On a beau tenter de lire les romans dans l’ordre de sortie ou de réception, il y a toujours des bouquins qui arrivent à passer avant les autres, des coupe-files irrésistibles qu’on laisse faire tant on sait que leur lecture offrira du plaisir, celui que l’on cherche dès qu’on ouvre la première page d’une nouvelle histoire. Franz Bartelt fait partie de ces auteurs devant qui je me prosterne, je m’aplatis ou plutôt je me tords de rire tant ses écrits sont souvent exceptionnels quand ils ne sont pas tout simplement divins.

Wilfried Gamelle, flic rendu dépressif par le départ de sa femme, enquête depuis quatre ans sur une quarantaine de meurtres qui se sont produits à des arrêts de bus et des passages piétons. Il est secondé par “le bourrin” un cul de jatte particulièrement prétentieux et retors et par Fernand Ladouce un aveugle qui a proposé sa collaboration à l’enquête… Et voici un conte policier de plus qui sort du chapeau de magicien de Bartelt. Le verbe est railleur, moqueur, méchant mais aussi parfois très tendre. Les situations sont hautement improbables, les comportements souvent bizarres… On connaît tous des gens comme les allumés qui peuplent les romans et les nouvelles de Bartelt. Il croque des personnages originaux par leur ordinarité et les pousse gentiment, légèrement à franchir la ligne un jour.

Les romans de Franz Bartelt sont intemporels.
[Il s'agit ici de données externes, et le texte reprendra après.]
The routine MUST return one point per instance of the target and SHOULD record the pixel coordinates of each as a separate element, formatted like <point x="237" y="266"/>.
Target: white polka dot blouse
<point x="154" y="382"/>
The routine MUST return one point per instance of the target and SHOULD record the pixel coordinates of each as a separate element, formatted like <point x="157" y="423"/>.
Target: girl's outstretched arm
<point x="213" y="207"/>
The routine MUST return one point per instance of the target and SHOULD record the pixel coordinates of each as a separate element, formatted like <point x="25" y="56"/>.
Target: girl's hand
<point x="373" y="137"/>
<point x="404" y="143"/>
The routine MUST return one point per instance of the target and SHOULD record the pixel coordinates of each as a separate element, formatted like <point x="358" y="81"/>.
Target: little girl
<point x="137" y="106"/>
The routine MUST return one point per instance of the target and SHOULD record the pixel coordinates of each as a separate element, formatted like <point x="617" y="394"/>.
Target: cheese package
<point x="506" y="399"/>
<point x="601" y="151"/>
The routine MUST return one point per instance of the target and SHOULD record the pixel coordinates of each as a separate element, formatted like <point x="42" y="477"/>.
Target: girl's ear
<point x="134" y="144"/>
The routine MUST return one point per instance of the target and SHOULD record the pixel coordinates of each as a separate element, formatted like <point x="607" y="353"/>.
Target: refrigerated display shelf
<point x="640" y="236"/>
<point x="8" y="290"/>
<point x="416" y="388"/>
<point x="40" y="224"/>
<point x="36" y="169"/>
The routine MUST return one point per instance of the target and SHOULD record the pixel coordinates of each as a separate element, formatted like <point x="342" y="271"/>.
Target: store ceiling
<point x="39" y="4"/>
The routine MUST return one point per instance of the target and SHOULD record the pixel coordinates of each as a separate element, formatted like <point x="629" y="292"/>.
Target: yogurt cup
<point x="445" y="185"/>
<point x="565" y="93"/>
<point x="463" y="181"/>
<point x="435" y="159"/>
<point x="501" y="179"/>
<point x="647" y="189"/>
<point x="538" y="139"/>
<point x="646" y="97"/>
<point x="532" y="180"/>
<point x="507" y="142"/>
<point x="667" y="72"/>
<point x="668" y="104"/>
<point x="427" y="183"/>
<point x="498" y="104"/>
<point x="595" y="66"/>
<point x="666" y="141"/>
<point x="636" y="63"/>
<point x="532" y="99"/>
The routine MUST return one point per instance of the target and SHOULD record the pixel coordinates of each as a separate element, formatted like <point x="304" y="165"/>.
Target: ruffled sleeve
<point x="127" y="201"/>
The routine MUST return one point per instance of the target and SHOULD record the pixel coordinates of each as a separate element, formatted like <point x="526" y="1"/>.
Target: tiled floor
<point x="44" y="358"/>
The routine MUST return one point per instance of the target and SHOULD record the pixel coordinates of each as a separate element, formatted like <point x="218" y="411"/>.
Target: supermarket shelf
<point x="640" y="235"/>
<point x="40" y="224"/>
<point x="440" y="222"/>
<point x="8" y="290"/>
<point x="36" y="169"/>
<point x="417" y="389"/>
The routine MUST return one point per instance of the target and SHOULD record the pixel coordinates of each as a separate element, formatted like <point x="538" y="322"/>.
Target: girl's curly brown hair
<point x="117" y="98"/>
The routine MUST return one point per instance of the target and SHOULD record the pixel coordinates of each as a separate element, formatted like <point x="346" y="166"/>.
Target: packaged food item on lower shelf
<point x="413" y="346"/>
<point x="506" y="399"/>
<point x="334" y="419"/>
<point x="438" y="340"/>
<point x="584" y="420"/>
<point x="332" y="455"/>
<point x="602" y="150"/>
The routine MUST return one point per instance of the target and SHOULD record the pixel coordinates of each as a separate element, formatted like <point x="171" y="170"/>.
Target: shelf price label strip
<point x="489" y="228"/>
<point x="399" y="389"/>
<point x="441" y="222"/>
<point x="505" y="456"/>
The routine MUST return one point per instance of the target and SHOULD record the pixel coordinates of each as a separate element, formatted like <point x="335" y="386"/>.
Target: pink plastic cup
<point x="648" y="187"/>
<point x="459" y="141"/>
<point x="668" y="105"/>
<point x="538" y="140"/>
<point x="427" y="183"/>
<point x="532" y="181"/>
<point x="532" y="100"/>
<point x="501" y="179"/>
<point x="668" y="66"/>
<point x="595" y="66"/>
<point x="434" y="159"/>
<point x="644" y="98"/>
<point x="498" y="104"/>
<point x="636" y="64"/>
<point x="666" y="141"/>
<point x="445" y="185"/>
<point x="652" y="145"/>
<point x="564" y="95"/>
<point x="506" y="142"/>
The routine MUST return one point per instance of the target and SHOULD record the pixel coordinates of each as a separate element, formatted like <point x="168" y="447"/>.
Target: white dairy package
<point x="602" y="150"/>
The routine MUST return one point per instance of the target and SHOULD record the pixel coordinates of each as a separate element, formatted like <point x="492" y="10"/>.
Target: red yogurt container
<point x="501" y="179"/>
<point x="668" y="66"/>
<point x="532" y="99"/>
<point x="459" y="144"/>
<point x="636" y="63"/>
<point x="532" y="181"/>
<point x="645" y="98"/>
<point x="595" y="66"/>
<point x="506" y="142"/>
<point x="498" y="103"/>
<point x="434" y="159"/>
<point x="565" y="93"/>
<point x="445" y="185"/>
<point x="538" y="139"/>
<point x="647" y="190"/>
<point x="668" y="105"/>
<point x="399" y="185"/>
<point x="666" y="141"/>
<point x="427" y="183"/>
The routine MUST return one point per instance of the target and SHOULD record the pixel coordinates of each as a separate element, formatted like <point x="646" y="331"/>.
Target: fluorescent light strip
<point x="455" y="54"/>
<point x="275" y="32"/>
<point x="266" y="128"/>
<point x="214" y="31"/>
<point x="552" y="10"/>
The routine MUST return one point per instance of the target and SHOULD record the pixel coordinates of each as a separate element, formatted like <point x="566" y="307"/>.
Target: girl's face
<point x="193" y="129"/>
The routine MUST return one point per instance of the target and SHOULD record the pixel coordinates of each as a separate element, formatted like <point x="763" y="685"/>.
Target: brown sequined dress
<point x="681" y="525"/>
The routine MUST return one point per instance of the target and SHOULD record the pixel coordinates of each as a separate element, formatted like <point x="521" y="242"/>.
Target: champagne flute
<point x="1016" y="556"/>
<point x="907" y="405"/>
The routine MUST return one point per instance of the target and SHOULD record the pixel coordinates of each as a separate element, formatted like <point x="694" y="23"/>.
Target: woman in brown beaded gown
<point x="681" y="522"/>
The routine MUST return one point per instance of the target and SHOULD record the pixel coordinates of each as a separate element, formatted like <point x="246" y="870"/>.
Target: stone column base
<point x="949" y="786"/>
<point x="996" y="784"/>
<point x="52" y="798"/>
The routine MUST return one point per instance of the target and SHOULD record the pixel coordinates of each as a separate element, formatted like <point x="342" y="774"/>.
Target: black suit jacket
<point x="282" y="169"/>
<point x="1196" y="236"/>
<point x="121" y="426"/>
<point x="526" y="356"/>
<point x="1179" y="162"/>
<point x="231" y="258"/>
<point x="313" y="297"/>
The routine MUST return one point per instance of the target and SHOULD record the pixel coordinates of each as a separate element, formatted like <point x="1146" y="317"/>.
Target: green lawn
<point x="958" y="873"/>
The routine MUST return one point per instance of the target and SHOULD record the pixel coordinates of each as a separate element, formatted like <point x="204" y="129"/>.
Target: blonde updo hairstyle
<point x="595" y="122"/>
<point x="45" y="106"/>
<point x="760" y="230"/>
S’ils se situent de nos jours, on peut aussi aisément les transporter dans les années 60 dans une France des petites villes avec ses notables, ses nobliaux locaux, les petits commerces, les restaus ouvriers, les bars et leur philosophie, les commérages, les sales affaires et les mauvais penchants planqués sous le tapis. C’est hautement jouissif, acerbe et écrit avec une ironie érigée en art. 

Néanmoins, même si on pardonne beaucoup à ses amis, on sait aussi que « qui aime bien, châtie bien ». Ce coup-ci, je suis resté un peu sur ma faim, déçu par la brièveté d’une histoire qui laissait pourtant présager de nombreuses scènes improbables ou scabreuses. Si le roman démarre impérialement avec un inspecteur Gamelle, impeccable, qui se signale dès l’incipit en tabassant un aveugle, la suite, bien que souvent brillante, souffrira néanmoins d’un dénouement bien trop précoce comme si l’auteur en avait eu assez de son histoire. 

En résumé, si ce nouvel opus est peut-être moins virtuose qu’à l’accoutumée, c’est quand même un Bartelt, du haut de gamme, l’antidote parfait à la morosité.